I have to agree. I never got into the whole "game" thing with my filly. Honestly, I had to teach her that she was big enough to hurt me, so I treated her like a full grown horse on the ground. I never encouraged her to play with me. I wanted her to look at me as an older horse, like her dam, not like a play mate or another foal. It worked, she had a lot of respect. 

I taught this stuff my filly's yearling year:
-Tying (without pulling back or panic)
-Leading (forward, back, yielding hind quarters, etc)
-Brush everywhere calmly 
-Touching ears.

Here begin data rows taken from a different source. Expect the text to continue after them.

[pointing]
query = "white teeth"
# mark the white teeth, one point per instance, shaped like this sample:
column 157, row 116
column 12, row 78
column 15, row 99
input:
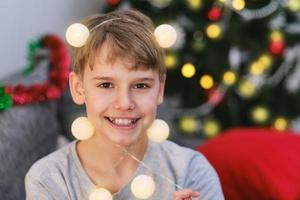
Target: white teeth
column 122, row 121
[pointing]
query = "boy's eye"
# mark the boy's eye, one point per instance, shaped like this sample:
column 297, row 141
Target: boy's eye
column 106, row 85
column 141, row 86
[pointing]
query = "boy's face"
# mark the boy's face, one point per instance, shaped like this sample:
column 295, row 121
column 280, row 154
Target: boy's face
column 120, row 102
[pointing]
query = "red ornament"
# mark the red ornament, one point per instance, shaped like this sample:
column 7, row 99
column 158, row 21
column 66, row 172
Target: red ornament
column 58, row 75
column 277, row 48
column 113, row 2
column 214, row 14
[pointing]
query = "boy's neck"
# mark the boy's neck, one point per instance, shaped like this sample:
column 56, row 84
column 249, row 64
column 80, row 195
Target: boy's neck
column 103, row 160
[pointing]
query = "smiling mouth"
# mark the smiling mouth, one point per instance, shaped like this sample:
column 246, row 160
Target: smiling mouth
column 122, row 121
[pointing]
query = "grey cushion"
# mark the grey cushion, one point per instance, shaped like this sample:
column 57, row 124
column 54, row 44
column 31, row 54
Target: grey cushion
column 27, row 133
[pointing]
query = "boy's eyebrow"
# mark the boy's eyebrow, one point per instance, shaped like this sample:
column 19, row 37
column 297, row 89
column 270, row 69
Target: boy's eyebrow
column 106, row 78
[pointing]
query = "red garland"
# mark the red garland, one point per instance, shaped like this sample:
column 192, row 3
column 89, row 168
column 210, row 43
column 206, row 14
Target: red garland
column 58, row 76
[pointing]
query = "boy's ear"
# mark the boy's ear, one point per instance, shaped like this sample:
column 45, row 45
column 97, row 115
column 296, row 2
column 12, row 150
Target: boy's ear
column 162, row 82
column 76, row 88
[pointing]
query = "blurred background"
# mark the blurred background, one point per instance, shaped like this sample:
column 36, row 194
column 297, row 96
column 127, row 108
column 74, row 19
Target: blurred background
column 234, row 64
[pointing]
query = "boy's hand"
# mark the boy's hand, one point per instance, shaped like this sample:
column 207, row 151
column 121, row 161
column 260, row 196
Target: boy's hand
column 185, row 194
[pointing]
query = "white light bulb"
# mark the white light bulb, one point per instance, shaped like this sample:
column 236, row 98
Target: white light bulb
column 100, row 194
column 142, row 186
column 77, row 34
column 82, row 128
column 158, row 131
column 165, row 35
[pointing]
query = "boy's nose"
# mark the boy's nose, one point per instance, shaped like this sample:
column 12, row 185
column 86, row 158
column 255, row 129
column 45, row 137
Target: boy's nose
column 124, row 101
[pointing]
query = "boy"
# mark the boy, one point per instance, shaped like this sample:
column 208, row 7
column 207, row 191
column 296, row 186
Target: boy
column 119, row 75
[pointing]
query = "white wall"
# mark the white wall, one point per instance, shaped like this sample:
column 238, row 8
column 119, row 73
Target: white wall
column 23, row 20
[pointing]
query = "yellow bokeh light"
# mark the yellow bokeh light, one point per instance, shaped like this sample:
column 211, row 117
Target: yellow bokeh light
column 246, row 89
column 188, row 124
column 229, row 78
column 188, row 70
column 257, row 68
column 211, row 128
column 280, row 124
column 170, row 61
column 294, row 5
column 260, row 114
column 206, row 82
column 238, row 4
column 194, row 4
column 265, row 60
column 213, row 31
column 276, row 36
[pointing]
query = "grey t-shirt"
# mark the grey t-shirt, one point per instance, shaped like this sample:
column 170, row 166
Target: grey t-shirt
column 60, row 175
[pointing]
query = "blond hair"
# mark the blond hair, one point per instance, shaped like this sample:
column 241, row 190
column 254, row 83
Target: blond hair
column 129, row 34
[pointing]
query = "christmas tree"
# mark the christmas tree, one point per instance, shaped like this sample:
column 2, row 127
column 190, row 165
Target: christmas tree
column 234, row 63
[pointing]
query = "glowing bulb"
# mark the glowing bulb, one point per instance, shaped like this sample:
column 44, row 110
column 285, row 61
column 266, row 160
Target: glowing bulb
column 229, row 78
column 170, row 61
column 260, row 114
column 276, row 36
column 246, row 89
column 100, row 194
column 142, row 186
column 82, row 128
column 265, row 60
column 77, row 34
column 256, row 68
column 206, row 82
column 213, row 31
column 158, row 131
column 194, row 4
column 188, row 70
column 188, row 124
column 293, row 5
column 211, row 128
column 238, row 4
column 165, row 35
column 280, row 124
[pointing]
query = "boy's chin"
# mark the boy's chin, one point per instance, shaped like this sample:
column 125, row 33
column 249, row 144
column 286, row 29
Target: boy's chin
column 128, row 142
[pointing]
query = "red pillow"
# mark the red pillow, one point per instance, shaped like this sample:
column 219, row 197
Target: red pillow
column 256, row 163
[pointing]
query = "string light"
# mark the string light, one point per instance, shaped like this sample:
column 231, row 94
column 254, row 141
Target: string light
column 257, row 68
column 188, row 70
column 82, row 128
column 158, row 131
column 280, row 124
column 260, row 114
column 276, row 36
column 238, row 4
column 194, row 4
column 170, row 60
column 265, row 60
column 188, row 124
column 213, row 31
column 229, row 78
column 100, row 194
column 211, row 128
column 142, row 186
column 246, row 89
column 206, row 82
column 165, row 35
column 77, row 34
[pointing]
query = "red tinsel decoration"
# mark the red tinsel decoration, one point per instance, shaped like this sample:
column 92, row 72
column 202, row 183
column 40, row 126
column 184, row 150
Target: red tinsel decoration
column 58, row 76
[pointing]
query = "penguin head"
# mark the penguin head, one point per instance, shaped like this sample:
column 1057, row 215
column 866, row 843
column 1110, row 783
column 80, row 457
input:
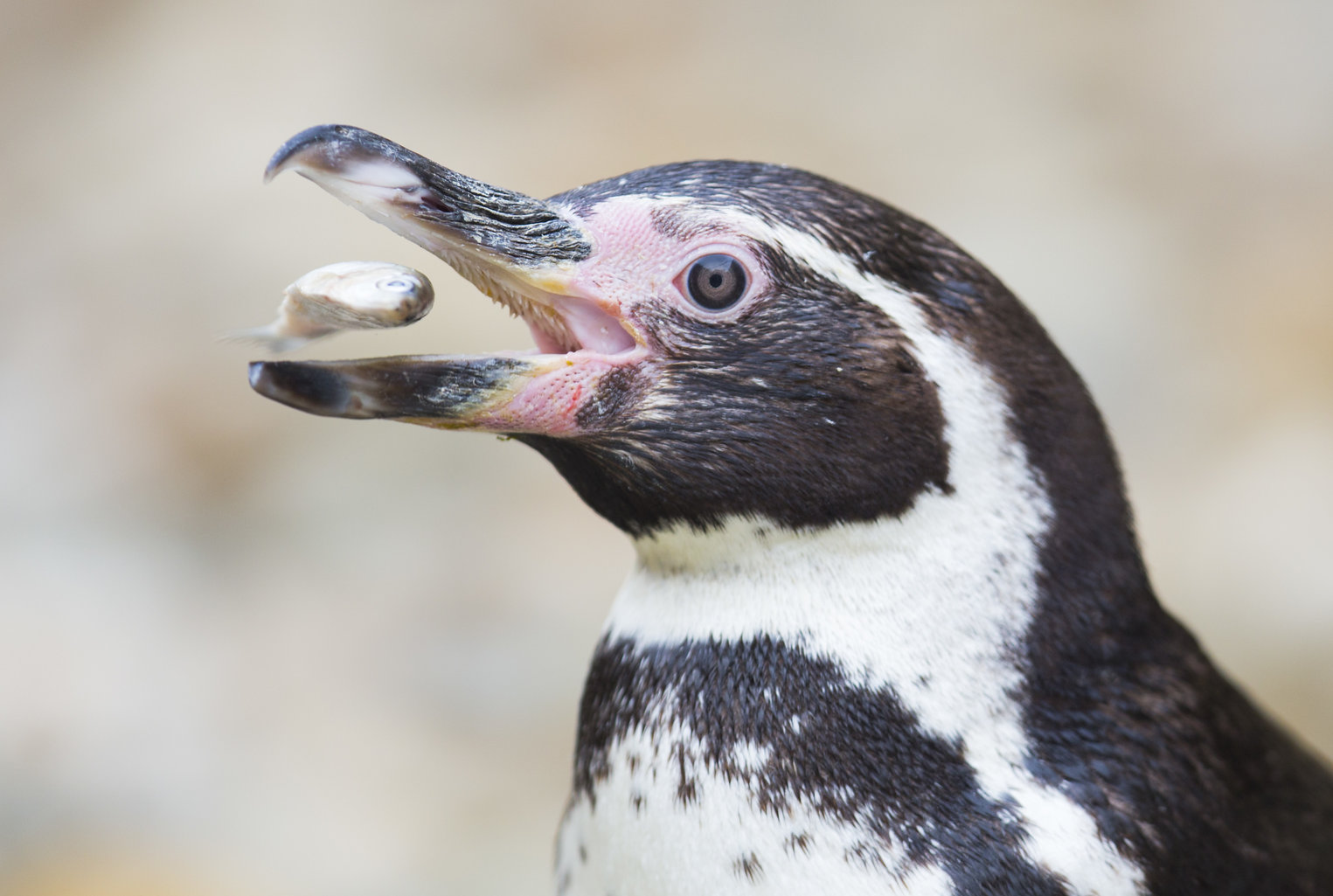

Honestly I used to play with my filly's ears all the time to get her used to it. I could scratch them like you would a dogs.
-Pick up all 4 feet and clean them with a hoofpick (including "tapping" the sides with the hoofpick to get them used to tapping, in case they need shoes)
-Bathe calmly
-If I had a trailer, I would have taught her to load and trailer calmly.
-Basics of lunging. (mostly for respect)
-Controlling fear.
-Staying out of my space.
-Going for walks.
-Desensitizing to loud noises.
-Sacking out (blankets, bags, saddle, etc)
-Yielding head on the ground and basic bending
-Clippers (all over) including ears, feet, bridle path and nose.


----------



## Lauren Woodard (Jul 7, 2010)

The words "join-up" don't mean run around. You're missing the point there. And every time you get your horse you're asking that he join up with you as in: go where you want and do as you ask willing. That's what join up means.


----------